She struggled up on the couch, and looked towards him with a wild expression of the eyes, forced out by recent terror or sudden joy at finding that she had not been deceived by some mental illusion.
"Is it you, Grantley?" she exclaimed. "Is it really you?"
"It is I," he said; "but it is a strange welcome home to a man when he finds his wife wandering about in the storm, and sees her faint at the sound of his voice."
Elizabeth Mellen forced her physical strength back by a sheer exercise of will. She sat upright—a singular expression passed over her face—an inward struggle to appear like herself and act as was natural under the circumstances.

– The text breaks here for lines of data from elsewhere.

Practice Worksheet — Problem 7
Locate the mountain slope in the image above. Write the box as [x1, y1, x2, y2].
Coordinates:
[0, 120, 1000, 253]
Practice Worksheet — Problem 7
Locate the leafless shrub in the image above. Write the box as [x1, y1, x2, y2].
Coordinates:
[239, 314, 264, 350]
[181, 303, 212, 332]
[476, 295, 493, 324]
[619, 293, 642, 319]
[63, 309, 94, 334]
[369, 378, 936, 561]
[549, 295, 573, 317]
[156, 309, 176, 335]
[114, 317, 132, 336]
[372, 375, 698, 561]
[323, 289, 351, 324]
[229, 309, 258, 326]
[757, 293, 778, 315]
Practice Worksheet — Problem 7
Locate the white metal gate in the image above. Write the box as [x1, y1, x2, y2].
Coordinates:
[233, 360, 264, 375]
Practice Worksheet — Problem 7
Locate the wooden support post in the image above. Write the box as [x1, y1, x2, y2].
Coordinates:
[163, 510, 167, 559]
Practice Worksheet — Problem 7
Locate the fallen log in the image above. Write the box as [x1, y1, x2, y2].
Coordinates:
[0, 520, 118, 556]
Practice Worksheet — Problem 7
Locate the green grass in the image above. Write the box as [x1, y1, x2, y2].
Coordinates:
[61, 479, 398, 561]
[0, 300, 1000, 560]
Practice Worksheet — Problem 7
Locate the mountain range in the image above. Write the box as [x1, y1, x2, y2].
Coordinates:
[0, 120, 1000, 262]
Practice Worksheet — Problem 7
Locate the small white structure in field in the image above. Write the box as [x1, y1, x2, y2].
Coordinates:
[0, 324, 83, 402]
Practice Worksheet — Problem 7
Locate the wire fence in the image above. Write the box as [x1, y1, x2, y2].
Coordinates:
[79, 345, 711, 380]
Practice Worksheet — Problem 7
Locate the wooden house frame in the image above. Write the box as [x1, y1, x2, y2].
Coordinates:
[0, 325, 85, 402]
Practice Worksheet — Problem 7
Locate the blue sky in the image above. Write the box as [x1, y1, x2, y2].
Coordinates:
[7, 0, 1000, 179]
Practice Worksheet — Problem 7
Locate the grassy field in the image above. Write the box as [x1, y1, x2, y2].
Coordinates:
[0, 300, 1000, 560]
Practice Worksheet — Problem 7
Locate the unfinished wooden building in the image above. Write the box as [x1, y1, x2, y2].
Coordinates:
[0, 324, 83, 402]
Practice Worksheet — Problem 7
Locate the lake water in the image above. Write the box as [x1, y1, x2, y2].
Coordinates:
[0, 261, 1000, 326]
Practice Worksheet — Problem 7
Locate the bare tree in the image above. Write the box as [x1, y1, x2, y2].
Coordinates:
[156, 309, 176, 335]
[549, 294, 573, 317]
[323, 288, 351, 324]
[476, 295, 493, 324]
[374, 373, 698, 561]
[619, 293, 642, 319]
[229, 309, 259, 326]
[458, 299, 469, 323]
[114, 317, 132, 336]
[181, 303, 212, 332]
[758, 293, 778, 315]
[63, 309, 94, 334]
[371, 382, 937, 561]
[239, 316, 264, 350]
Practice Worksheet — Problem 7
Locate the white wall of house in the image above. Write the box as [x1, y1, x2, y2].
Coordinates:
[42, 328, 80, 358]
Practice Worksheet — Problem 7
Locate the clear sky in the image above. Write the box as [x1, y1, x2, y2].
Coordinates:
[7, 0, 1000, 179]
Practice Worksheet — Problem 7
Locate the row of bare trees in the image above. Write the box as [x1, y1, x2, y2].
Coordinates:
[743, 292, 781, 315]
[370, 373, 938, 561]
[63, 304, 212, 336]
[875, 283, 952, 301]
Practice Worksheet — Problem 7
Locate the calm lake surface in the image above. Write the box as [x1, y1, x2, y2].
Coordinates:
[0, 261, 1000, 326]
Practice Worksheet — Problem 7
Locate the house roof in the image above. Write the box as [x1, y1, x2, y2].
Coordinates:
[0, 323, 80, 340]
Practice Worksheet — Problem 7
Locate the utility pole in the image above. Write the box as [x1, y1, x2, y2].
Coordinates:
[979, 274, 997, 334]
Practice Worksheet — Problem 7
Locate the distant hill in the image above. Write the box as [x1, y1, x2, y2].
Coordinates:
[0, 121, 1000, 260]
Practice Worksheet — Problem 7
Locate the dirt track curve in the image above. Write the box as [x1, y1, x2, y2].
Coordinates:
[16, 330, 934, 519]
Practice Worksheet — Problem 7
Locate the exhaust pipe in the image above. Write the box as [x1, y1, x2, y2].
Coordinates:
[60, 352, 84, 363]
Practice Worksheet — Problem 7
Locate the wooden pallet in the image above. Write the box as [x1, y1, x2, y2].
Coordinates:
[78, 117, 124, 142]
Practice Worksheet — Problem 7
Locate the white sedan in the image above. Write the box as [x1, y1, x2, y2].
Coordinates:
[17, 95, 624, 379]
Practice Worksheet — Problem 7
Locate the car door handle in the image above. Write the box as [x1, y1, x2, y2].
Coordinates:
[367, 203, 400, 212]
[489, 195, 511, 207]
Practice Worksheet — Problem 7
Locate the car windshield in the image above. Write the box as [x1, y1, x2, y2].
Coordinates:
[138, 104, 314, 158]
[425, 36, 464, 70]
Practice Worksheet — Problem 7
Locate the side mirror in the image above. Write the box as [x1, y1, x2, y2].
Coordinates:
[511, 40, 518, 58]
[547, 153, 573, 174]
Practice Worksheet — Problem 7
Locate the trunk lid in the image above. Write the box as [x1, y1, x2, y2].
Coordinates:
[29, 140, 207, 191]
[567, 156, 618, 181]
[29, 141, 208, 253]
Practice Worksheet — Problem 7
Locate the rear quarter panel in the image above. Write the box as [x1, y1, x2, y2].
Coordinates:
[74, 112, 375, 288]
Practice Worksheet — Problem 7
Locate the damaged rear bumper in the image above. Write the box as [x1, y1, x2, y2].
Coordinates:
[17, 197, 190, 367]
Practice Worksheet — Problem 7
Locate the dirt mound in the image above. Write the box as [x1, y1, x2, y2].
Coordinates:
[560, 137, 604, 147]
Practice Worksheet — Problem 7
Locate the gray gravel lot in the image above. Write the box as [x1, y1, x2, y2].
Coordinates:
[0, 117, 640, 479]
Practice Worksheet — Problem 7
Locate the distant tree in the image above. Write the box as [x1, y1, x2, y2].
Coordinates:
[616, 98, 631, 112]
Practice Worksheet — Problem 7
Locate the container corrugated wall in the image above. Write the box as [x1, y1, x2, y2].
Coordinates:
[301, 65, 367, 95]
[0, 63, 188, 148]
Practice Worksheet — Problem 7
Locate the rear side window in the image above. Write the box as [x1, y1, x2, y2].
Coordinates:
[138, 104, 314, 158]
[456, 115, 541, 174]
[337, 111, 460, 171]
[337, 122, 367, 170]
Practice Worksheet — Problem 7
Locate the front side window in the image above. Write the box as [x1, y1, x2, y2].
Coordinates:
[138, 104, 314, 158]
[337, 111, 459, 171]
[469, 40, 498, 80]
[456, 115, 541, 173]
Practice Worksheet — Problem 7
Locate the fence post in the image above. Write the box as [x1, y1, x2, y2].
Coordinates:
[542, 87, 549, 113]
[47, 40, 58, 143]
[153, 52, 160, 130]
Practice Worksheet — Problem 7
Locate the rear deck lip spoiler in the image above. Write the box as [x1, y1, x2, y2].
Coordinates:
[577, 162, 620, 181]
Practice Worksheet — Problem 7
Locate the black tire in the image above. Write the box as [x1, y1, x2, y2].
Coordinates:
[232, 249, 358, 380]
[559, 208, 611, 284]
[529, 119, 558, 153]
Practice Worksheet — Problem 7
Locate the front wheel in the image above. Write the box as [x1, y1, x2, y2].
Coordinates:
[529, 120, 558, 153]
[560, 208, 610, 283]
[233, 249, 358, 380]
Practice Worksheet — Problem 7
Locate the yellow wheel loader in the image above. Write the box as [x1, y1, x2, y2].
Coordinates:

"I was so frightened," she gasped; "I did not expect you for a fortnight—perhaps a month. When I heard your voice I can't tell what I thought—a dread—a terror of something terrible—something supernatural, I mean, came over me."
"But what could have taken you out of doors on a night like this?" he persisted.
She did not hesitate; she hurried to answer, but it was like a person repeating words studied for the occasion, and all the while her two hands clutched hard at the arm of the sofa.
"I don't know what drove me out, the storm made me wild. I thought of the sea—you on it, perhaps—I don't know why I went."
"You are wet," he said—"thoroughly drenched. You must change your dress."
She seemed to grasp at the opportunity to go away, and started up with such eagerness that his suspicious eyes noticed it.